Part of the Escape Issue of The Highlight, our home for ambitious stories that explain our world.
You’ve probably heard this talking point: Many of the 30 million Americans who received the extra $600-per-week unemployment benefits passed in the first coronavirus economic stimulus package earned more than they did when they worked full time.
The original CARES act represented a near-unprecedented, if temporary, expansion of the social safety net. According to one estimate by University of Chicago economists in May, as many as 68 percent of newly unemployed workers were on track to collect a higher salary under the enhanced benefits (that is, if they were able to actually get through to swamped unemployment offices to apply). But while some lawmakers have tried to use this phenomenon as a reason to slash the extra benefits — insisting, against all evidence, that it’s convincing people not to return to work at all — the fact that so many workers outearned their salaries on $600 per week (averaging $15 an hour for a 40-hour workweek) only highlights the failures of the American labor system.

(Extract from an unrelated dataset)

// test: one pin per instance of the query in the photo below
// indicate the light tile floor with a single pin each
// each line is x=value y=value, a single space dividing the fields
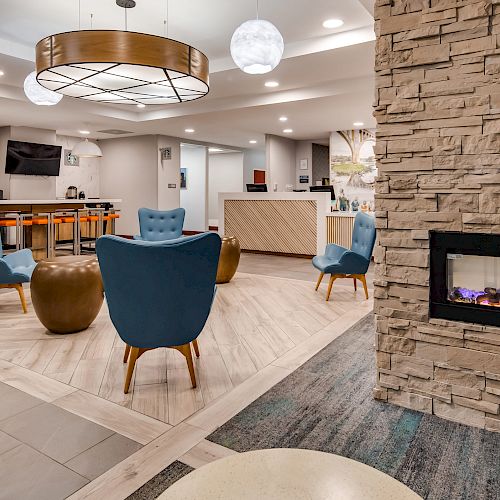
x=64 y=421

The numbers tell a clear story: The US is generally not kind to the working class. According to MIT’s Living Wage Calculator, a true living wage shakes out to about $16.54 per hour — but no state has a minimum wage that high. According to the researchers, two adults in a family of 4 would each have to work 75 hours a week at minimum wage to meet that living standard.
The average American worker also puts in 1,779 hours a year — not the most hours among the countries in the 37-member Organisation for Economic Co-operation and Development index, but well above peers like Japan (1,644) and Germany (1,386). The OECD Work-Life Balance rankings found that US workers have less leisure time and face higher rates of gender inequity in the workforce than many of the countries on the list. And in normal times, we spend the second-least on unemployment aid after the Slovak Republic.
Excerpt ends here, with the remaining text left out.